Strategic Report
The Company operates in the fintech and alternative investment sector. The principal activities are the development and operation of online investment platforms and other software related products that facilitate investment into alternative asset classes.
The Company's activities are regulated by the Financial Conduct Authority.
The Company's revenues are generated through a combination of software development fees, licence fees and one off fees paid by businesses that raise investment via the Company’s online investment platforms.
GCV has developed and launched “QUVA” a Software-as-a-Service (SaaS) platform for the Alternative Investment sector. QUVA is a highly customisable, highly configurable software solution built for alternative asset managers and investment managers. QUVA is now generating sales revenue from a range of clients across the globe. The Company will continue to focus on the development and roll-out of QUVA in the coming year as this will form a core part of the Company's growth strategy moving forward.
Results and performance
The results of the Company for the year, as set out on page 5, show a 31% drop in revenue to £575,248 (2020: £830,312) and a loss for the year of -£3,469 (2020: £34,515). The shareholders' funds of the Company total £1,812,967 (2020: £1,369,781) up 32%.
The Company is in its growth phase and the directors consider the results in line with their expectations given the impact of the CV19 pandemic and the revised business plan.
The performance of the Company during 2021 has been encouraging given the impact of CV19 on the UK economy, with online investment platforms achieving record levels of investment and fundraising activity.
Costs have been managed in the business to mitigate the impact of CV19. The Company has continued its investment in research and development activities creating valuable intellectual property and deepening the technology in the QUVA software as a service platform.
The directors consider 2021 to be a success demonstrated by the relationship between (fundraising activity and the bottom line result for the year) whilst revenues decreased, the bottom line was near breakeven (£3,469) compared to 2020 (£34,515).
Business environment
Online investment in private markets/alternatives as an asset class is growing. The sector continues to receive increasing attention and support from the media, public, and government. Whilst there is competition, the Company is confident that its commitment to developing market-led services and product offerings, will mean it will develop a sustainable business model in an attractive growth market.

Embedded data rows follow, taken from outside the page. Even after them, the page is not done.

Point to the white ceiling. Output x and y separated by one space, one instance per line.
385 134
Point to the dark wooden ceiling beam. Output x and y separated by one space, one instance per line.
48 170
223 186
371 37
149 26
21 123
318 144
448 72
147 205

Analysis of key performance indicators
The Board monitors the progress of the Group by reference to the following KPls:
Revenues - 2021 £575,248, 2020 £830,312
Profit/Loss for the year - 2021 (£3,439), 2020 (£34,515)
Principal risks and uncertainties
The principal risks and uncertainties faced by the Company include: regulatory change, cybersecurity, financial fraud, the performance of the successfully funded companies and loss of reputation. Risk management is addressed through a framework of policies, procedures and other internal controls. Regulatory compliance and the maintenance of high ethical standards are priorities for the Company. The Company has managed to navigate the challenges of the CV19 pandemic and has maintained a business-as-usual operation throughout the pandemic period with no detrimental impact on operations/service. Indeed, 2021 was the Company's best year in terms of fundraising for alternative investments.
The Company is regulated and based in the United Kingdom. A sensitivity analysis has been performed to assess the impact on the Company's financial position in the event of worsening economic scenarios as the UK emerges from the CV19 pandemic, and this will be kept under review.